# TTOC membership



## wayside (Apr 22, 2007)

Hi,
nearly 6 weeks now since Donington, where I parted with my cash to join TTOC. No sign of me getting my membership details...is anyone else who joined on 1st July still waiting? What's going on...?


----------



## Craigie Boy (May 22, 2007)

Hi, we got our pack yesterday after joining at Donny....so it'll be on it's way.


----------



## SOFTTY (Aug 9, 2007)

royal mail strike ?  i havent got my t-shirt and hat and was sent mid week 1st class recorded waited ages would of been nice to have it for ace cafe


----------



## audi975 (May 6, 2007)

Well m8, i joined at Donnington Too, payed cash and no sign either, tryed chasing it up 3 times now. 
Clived is having a look at it for me, i know the club is ran by volunteers, but am seriously dissapointed and wishing i hadnt bothered as after looking into it am not sure if the benefits will enrich my life :?


----------



## clived (May 6, 2002)

Hi All,

We're aware there have been some significant delays in getting some of the membership packs from Donington dispatched.
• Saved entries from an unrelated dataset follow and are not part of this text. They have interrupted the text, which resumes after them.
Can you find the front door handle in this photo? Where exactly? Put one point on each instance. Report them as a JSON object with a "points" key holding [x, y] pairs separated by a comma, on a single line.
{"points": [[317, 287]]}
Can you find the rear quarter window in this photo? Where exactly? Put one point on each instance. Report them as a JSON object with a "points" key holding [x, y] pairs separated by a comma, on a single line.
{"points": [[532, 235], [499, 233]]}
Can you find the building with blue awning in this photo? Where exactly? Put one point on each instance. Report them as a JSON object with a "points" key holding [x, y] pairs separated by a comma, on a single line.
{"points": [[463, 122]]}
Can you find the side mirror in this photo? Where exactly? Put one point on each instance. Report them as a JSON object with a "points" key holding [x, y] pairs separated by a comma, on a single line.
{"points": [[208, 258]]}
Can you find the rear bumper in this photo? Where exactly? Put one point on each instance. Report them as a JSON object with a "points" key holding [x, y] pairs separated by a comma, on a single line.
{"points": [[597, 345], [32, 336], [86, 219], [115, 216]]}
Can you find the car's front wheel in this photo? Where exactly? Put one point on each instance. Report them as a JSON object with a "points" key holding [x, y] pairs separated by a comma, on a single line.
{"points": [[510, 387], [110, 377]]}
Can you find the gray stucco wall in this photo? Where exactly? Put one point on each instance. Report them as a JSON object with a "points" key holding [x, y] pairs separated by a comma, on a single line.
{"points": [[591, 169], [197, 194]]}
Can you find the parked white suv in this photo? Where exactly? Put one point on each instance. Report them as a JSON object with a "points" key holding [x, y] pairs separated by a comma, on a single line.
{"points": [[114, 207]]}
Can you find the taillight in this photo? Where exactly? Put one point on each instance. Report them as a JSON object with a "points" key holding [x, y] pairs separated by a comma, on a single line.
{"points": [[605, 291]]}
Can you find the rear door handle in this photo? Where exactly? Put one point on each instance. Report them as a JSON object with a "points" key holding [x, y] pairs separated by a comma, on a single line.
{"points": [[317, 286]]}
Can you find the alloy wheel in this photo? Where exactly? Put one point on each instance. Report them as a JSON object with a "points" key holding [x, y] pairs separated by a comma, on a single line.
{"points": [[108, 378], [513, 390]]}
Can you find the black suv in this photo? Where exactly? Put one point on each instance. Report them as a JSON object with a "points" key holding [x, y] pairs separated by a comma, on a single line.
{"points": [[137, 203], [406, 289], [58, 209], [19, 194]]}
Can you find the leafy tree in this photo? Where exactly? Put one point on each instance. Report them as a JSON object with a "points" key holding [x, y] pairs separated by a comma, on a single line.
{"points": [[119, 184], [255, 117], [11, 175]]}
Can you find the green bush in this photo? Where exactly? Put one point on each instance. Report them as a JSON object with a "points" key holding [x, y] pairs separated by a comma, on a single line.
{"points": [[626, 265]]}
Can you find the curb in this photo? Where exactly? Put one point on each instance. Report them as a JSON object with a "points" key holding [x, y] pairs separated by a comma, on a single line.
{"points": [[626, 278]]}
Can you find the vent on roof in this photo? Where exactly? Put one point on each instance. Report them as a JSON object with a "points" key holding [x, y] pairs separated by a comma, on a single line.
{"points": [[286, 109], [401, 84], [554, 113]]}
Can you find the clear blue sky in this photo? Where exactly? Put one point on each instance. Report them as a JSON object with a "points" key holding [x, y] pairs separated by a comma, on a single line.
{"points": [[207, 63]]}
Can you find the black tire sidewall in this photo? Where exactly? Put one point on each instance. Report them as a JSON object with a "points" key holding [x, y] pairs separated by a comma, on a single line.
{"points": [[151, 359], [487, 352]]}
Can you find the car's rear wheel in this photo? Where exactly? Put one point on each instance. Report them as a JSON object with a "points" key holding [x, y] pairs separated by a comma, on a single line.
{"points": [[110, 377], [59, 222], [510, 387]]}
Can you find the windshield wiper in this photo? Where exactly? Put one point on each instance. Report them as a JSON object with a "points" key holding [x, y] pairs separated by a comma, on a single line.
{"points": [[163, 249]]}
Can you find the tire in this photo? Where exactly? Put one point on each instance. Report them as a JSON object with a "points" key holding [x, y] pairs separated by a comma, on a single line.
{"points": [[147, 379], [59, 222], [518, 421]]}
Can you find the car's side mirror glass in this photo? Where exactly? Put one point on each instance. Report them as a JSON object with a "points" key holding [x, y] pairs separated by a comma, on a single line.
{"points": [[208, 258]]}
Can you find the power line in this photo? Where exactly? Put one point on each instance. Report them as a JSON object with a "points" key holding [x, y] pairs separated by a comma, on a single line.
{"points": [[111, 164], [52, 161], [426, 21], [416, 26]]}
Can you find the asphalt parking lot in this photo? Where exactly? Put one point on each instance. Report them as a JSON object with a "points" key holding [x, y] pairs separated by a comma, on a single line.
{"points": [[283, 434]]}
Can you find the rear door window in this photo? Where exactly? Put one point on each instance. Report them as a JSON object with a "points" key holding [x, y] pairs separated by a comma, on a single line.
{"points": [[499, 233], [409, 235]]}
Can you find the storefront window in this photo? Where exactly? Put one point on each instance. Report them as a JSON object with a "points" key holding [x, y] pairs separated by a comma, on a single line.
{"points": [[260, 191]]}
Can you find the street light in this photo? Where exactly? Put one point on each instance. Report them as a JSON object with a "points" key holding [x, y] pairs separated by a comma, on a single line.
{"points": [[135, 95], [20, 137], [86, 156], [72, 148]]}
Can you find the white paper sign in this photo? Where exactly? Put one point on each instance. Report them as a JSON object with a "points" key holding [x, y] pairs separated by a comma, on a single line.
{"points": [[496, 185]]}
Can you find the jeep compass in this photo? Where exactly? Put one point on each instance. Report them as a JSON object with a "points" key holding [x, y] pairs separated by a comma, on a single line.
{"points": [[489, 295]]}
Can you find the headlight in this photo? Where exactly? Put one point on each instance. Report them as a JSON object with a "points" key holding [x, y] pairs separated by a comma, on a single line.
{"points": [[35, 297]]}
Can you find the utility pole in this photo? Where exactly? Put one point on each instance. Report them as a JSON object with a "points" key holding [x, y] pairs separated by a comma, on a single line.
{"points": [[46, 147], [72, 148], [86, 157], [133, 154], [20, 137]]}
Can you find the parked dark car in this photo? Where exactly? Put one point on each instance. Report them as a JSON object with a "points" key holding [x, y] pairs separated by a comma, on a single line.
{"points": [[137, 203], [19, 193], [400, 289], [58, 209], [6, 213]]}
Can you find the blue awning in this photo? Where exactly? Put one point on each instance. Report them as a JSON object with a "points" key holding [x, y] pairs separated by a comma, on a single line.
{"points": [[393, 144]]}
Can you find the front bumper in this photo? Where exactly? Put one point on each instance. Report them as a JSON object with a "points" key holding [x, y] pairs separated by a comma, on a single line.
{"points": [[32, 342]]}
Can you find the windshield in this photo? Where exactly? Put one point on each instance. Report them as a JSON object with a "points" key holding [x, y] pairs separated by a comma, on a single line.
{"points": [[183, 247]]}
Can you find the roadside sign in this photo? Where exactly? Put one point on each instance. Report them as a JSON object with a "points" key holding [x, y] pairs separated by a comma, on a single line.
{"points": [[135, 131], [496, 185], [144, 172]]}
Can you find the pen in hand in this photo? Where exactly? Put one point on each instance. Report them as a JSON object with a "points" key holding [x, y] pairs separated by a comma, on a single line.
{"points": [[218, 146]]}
It seems we're nearly at the end of this, with many of you having let us know that you have received your packs. I'm currently looking at audi975's order, but if anyone else is still waiting for a membership purchased at Donington, or any other membership order that is more than 6 weeks old, please let me know direct.

Softty - did your T shirt arrive?

Regards, Clive


----------



## Nem (Feb 14, 2005)

clived said:


> Softty - did your T shirt arrive?


It did, just as he was going out the door for the Ace Cafe meet! So it was literally just in time. 

Nick


----------



## t7 (Nov 2, 2002)

All outstanding packs and renewals have been dispatched this week and some have already been recieved. Any outstanding membership cards will be mailed tonight. If you do not receive your membership pack by the weekend then please let us know.

Thanks to all for your patience.

Lou


----------